Eligibility for cancer immunotherapy trials depends heavily on:

Tumor type and stage: Most trials specify exact cancer type, histology, and stage (e.g., "Stage III/IV non-small cell lung cancer")
Biomarker status: PD-L1 expression, MSI/MMR status, tumor mutational burden (TMB), and specific gene mutations are commonly required
Prior treatment: Many trials require specific prior lines of therapy ("must have received at least one prior platinum-based regimen")
Performance status: ECOG 0–1 is typically required; ECOG 2 is sometimes allowed
Autoimmune disease: Active autoimmune conditions often exclude patients from checkpoint inhibitor trials due to risk of immune-related adverse events

Understanding Immune-Related Adverse Events (irAEs)

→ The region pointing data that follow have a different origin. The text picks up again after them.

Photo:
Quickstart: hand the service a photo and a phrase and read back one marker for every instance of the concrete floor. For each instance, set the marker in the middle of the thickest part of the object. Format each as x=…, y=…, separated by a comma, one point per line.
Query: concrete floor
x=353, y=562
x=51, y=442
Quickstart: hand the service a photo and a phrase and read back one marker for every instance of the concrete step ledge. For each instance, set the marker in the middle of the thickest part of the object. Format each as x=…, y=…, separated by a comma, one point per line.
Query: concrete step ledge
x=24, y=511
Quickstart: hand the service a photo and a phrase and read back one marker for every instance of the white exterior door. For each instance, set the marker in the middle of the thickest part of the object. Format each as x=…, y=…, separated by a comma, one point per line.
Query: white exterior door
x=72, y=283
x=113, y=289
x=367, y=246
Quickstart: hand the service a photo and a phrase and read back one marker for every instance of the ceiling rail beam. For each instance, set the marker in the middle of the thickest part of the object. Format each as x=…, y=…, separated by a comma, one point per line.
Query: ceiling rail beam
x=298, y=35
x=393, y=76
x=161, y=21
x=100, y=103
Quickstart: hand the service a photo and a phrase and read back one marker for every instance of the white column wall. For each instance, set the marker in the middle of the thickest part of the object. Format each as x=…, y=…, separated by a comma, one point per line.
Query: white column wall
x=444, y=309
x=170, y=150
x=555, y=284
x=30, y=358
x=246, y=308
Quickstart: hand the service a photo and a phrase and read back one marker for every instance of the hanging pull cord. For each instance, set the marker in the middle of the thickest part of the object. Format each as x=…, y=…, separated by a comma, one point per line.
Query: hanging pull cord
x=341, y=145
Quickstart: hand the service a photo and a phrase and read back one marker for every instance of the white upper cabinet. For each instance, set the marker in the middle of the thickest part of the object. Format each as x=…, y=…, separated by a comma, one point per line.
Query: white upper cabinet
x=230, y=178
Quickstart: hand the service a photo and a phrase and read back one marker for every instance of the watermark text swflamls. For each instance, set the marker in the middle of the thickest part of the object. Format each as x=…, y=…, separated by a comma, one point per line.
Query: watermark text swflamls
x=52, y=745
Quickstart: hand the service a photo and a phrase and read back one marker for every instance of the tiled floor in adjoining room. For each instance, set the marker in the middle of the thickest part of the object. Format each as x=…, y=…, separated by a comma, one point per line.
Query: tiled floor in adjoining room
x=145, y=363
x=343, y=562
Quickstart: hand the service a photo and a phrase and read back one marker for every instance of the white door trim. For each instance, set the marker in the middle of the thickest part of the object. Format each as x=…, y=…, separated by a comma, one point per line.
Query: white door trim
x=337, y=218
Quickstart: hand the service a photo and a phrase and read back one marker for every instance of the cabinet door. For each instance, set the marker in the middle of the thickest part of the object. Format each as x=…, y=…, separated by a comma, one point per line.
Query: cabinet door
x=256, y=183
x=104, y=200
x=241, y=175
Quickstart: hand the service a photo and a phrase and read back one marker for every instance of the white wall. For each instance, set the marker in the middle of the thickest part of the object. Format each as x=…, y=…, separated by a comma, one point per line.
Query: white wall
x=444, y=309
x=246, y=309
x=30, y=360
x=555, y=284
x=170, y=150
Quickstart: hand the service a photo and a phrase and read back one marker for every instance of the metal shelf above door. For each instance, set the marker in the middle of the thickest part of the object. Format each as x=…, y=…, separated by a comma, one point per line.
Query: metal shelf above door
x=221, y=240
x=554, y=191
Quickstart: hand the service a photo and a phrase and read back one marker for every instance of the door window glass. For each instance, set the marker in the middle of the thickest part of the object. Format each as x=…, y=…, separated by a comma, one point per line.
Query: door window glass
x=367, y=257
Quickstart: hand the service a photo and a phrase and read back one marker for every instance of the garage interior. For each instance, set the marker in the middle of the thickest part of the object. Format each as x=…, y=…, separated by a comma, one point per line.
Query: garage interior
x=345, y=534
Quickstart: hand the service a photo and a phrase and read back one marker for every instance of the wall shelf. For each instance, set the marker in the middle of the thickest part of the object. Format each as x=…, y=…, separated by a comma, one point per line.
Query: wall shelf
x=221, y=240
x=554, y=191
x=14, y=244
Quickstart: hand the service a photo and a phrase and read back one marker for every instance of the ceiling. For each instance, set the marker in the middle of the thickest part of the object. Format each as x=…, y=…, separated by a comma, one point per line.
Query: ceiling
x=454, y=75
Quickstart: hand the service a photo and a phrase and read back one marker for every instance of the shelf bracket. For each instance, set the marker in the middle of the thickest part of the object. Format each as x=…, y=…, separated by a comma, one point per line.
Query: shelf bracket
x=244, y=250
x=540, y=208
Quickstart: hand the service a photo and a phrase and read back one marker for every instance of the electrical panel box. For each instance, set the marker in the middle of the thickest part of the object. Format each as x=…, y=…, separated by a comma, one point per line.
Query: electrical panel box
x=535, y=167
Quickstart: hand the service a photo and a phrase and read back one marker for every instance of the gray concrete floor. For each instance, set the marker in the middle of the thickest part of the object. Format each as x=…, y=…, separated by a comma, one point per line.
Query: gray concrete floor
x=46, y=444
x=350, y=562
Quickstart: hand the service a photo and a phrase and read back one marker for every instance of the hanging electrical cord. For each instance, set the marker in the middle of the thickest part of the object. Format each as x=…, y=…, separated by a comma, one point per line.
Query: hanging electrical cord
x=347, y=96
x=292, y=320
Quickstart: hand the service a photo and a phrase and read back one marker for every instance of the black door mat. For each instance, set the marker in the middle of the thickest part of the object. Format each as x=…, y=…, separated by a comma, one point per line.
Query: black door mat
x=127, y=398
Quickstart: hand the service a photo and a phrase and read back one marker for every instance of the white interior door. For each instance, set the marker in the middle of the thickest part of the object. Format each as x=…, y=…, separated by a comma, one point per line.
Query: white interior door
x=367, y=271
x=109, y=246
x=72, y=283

The same immune activation that fights cancer can affect normal tissues. Common irAEs include colitis (diarrhea), pneumonitis (lung inflammation), hepatitis, skin rash, and endocrinopathies (thyroid dysfunction, adrenal insufficiency). Most are manageable with corticosteroids and temporary drug hold; severe irAEs require permanent discontinuation.

Combination checkpoint inhibitor therapy (e.g., ipilimumab + nivolumab) has higher response rates but also higher irAE rates than monotherapy. Trial teams monitor closely with regular blood tests and patient-reported symptom diaries.

Finding a Cancer Immunotherapy Trial

Cancer patients should discuss trial eligibility with their oncologist at a National Cancer Institute (NCI)-designated cancer center, where most major immunotherapy trials are conducted. The NCI's Cancer Information Service (1-800-4-CANCER) can help identify trials. ClinicalMetric aggregates all currently recruiting cancer trials from ClinicalTrials.gov and allows filtering by condition and recruiting status.